Wednesday, 21 October 2015

Utopia

Cultural Impact
Utopia

"At the core of Modernism lay the idea that the world had to be fundamentally rethought" (Modernism: Searching for Utopia, V&A ).   http://www.vam.ac.uk/content/articles/m/modernism/


Utopia is the idea that a society can possess highly desirable or near perfect qualities.  Modernism was not so much a style of design but a collection of ideas whereby designers believed that technology and art could be
used to create a better world and social improvement. The end of WWI led to these new utopian ideas.  
There were different steams of utopian views including Communist utopia, Social utopia, Spiritual Utopia, Dionysian utopia and Rational utopia. 

Communist utopia relates to the Russian Revolution of 1917 and the art that became part of everyday life.  Artists and achitects designed new types of buildings and innovative propaganda, sometimes referred to as constructivism.  Constructivism was not so much about decoration but functionalism and organisation.

At the heart of Social utopia was the idea that the machine and industry was a way of creating equality. Some designers incorporated the spiritual aspect (The Dutch group, De Stijl) while others like the Bauhaus school, abandoned it.

Spiritual utopia was a way of thinking that abandoned sterile materialism of the modern world and found expression from the intellect and soul. German Expressionist design was a prime example of this. 

Dionysian utopia was the idea that science and technology could transform the world.  Futurism was emotional and sensual, celebrating energy, violence and dynamism of modern urban life. 

Rational utopia had a more rational and practical approach to social change.  It held the views that mechanisation could improve daily life. 


Communist Utopia – Constructivism

The term 'construction art' was first used in 1917 to describe the work of Alexander Rodchenko.

'Dance', 1915

The movement developed from Russian Futurism after World War 1. 
Constructivist theory derived from the Institute of Artistic Culture in Moscow, from 1920–22.
The founders of this abstract art movement are considered to be Vladimir Tatlin and Alexander Rodchenko. Vladimir Tatlin was largly influenced by cubism and Pablo Picasso.
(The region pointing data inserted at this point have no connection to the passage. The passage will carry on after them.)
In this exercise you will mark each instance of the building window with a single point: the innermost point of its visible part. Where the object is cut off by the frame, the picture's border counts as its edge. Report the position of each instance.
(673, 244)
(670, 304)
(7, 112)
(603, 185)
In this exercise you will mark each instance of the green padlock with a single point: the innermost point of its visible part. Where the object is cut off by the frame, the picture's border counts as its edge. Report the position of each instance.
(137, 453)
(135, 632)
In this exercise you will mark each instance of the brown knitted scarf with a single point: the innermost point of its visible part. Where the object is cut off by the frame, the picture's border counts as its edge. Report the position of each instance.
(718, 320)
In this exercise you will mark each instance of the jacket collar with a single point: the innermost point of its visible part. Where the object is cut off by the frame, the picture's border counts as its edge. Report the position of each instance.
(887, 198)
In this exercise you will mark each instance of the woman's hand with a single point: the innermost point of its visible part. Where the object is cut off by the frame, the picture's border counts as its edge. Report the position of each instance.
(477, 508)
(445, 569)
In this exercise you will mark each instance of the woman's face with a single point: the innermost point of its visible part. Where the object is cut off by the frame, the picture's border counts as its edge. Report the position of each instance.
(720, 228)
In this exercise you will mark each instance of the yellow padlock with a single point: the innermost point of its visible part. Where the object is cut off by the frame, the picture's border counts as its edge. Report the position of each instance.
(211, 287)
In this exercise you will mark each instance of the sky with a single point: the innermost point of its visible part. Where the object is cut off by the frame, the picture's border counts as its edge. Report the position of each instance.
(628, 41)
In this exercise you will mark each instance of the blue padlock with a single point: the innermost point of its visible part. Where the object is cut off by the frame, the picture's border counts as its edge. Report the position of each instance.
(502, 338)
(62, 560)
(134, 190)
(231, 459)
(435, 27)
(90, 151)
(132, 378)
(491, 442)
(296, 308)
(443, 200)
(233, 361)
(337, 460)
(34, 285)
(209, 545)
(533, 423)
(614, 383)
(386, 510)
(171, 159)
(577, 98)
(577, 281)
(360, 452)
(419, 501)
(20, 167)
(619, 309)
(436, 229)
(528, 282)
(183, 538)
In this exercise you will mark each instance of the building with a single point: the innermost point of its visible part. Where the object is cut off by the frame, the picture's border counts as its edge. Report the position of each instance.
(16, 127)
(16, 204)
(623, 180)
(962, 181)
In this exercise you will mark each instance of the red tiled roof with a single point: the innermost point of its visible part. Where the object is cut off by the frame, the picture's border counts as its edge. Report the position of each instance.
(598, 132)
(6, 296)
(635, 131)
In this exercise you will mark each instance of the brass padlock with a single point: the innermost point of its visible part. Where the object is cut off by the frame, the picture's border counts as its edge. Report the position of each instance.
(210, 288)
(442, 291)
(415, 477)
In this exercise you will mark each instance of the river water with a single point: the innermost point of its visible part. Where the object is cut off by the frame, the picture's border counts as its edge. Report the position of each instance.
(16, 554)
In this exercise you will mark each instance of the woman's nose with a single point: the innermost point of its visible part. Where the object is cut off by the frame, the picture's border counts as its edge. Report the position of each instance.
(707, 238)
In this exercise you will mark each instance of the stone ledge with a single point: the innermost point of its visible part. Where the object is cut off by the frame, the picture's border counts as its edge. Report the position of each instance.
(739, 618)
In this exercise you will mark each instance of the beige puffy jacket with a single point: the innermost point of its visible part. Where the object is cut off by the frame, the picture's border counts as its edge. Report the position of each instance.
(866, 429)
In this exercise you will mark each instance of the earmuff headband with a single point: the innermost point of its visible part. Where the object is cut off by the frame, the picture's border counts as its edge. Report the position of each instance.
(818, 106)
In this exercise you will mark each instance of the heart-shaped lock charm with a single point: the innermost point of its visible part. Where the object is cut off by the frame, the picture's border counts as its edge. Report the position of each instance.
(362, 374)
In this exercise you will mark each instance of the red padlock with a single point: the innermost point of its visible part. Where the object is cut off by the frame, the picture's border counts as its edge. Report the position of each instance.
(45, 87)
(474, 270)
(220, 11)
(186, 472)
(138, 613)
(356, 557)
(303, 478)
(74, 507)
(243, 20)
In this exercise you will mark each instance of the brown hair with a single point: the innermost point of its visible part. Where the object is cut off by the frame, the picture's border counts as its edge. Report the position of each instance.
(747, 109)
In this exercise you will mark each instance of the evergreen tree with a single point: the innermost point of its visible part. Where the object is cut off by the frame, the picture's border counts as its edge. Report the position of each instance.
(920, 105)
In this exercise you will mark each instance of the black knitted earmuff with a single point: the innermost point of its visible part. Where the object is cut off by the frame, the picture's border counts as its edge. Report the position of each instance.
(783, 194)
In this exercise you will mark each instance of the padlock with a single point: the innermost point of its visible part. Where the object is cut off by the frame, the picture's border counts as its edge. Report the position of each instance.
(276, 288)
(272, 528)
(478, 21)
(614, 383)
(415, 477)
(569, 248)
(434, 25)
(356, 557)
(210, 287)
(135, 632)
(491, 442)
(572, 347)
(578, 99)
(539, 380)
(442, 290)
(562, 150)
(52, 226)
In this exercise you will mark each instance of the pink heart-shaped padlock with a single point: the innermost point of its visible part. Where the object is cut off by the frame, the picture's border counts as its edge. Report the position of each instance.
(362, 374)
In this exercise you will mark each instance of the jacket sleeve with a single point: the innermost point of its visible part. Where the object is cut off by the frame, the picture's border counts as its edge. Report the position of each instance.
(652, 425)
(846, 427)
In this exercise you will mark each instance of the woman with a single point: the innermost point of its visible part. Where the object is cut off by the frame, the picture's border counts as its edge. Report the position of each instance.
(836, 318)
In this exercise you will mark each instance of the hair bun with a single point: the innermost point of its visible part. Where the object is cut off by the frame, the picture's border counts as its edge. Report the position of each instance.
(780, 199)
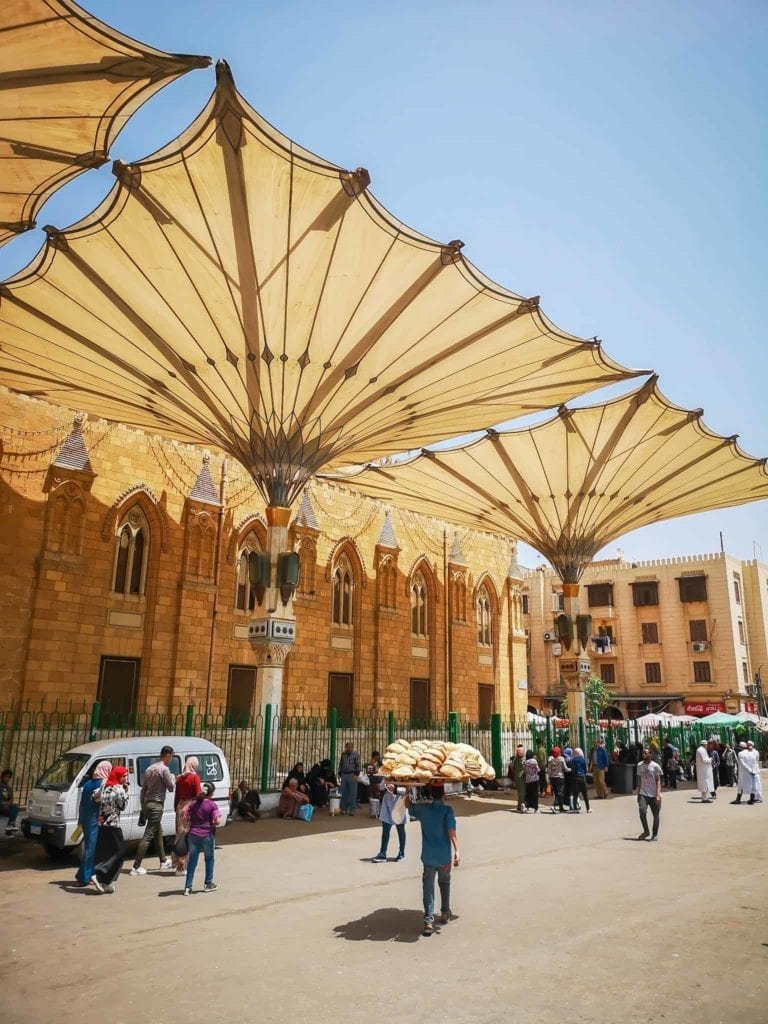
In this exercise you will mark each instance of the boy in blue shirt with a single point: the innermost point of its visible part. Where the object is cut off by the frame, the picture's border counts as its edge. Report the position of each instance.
(438, 837)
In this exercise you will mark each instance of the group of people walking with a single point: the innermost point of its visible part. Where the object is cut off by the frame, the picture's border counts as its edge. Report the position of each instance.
(564, 771)
(103, 798)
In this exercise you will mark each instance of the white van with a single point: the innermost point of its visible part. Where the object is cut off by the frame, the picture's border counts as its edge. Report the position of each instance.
(53, 804)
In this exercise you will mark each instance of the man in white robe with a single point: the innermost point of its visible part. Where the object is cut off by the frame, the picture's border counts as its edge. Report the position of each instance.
(745, 775)
(705, 779)
(757, 782)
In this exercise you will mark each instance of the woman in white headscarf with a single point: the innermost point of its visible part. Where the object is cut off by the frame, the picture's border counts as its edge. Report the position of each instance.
(187, 787)
(705, 776)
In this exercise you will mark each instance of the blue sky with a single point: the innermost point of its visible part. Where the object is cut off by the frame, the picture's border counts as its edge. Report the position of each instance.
(608, 157)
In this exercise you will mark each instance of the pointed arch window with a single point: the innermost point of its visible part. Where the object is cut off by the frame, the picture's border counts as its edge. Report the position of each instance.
(132, 553)
(419, 622)
(245, 598)
(342, 587)
(483, 617)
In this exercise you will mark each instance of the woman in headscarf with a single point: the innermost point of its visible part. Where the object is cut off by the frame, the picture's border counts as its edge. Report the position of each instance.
(111, 847)
(291, 799)
(88, 818)
(203, 816)
(531, 769)
(298, 773)
(188, 787)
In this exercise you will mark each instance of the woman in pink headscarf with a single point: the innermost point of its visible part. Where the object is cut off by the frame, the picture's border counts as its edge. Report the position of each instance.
(187, 787)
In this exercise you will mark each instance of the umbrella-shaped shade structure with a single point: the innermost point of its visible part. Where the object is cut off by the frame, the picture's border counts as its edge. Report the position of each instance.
(68, 85)
(236, 290)
(569, 485)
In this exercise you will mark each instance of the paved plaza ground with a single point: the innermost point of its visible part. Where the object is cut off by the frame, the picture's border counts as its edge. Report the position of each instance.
(558, 919)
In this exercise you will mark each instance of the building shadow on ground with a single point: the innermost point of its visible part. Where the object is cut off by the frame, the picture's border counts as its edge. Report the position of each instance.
(386, 925)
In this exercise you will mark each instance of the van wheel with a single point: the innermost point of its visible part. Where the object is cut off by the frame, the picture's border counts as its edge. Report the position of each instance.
(56, 853)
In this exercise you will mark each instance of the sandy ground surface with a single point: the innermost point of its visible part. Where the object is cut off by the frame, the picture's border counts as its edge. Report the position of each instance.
(558, 918)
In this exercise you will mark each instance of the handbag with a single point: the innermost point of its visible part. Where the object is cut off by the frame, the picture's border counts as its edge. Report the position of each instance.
(181, 845)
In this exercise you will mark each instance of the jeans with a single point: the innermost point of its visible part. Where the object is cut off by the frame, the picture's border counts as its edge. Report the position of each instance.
(645, 804)
(153, 812)
(348, 793)
(558, 784)
(579, 788)
(386, 828)
(443, 881)
(90, 836)
(598, 777)
(199, 845)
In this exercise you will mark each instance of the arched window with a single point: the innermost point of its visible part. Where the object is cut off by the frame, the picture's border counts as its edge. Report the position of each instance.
(245, 599)
(132, 553)
(483, 617)
(418, 606)
(342, 585)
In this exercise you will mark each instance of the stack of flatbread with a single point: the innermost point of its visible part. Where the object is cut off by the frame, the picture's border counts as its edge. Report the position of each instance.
(424, 760)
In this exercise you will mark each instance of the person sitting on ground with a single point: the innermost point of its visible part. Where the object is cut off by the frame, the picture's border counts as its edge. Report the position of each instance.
(246, 801)
(322, 780)
(299, 774)
(291, 799)
(7, 807)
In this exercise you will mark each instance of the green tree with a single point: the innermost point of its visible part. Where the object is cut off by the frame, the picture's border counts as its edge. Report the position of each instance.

Initially the constructivists worked on three dimensional constructions but later the term was used to describe two dimensional work too.  Montage and factography were a bit part of the two dimensional work. Factography refers a series of stories created by the communist regime out of real pieces from the past, changing the facts to create a greater truth.  The Constructivists were early developers of the techniques of photomontage.

The artists worked on designs for industry and also street designs for public festivals. One example is this propaganda poster by Lazar Markovich Lissitzky called 'Beat the whites with the red wedge'.  The red wedge represents the bolsheviks defeating their opponents in the Russian civil war.



The key work of Constructivism was Vladimir Tatlin's proposal for the Monument to the Third International (Tatlin's Tower) (1919–20). Tatlin's Tower was a design for a grand monumental building by the Russian artist and architect Vladimir Tatlin, that was never built. It was planned to be erected in Petrograd after the Bolshevik Revolution of 1917,



Constructivists posters featured bright colours and geometric shapes, for example the work of the Stenberg brothers, Georgii and Vladimir Stenberg.


Poster for Dziga Vertov's The Man, Vladimir and Georgii Stenberg.

Some of the constructivists taught at the Bauhaus school in Germany.

Dionysian Utopia – Futurism

It was an artistic and socialist movement originating in Italy in early 20th century.  The artwork focused on the concepts of speed, youth, violence and technology. Its goal was to liberate Italy from its past. The founder of the movement was the Italian poet, Filippo Tommaso Marinetti.  


Giacomo Balla, Abstract Speed + Sound, 1913–1914

Many Italian Futurists supported Fascism in the hope of modernizing a country divided between the industrialising north and the rural, archaic South. Like the Fascists, the Futurists were Italian nationalists, radicals, admirers of violence, and were opposed to parliamentary democracy. After WW2 many Futurist artists had difficulty in their careers because of their association with a defeated and discredited regime.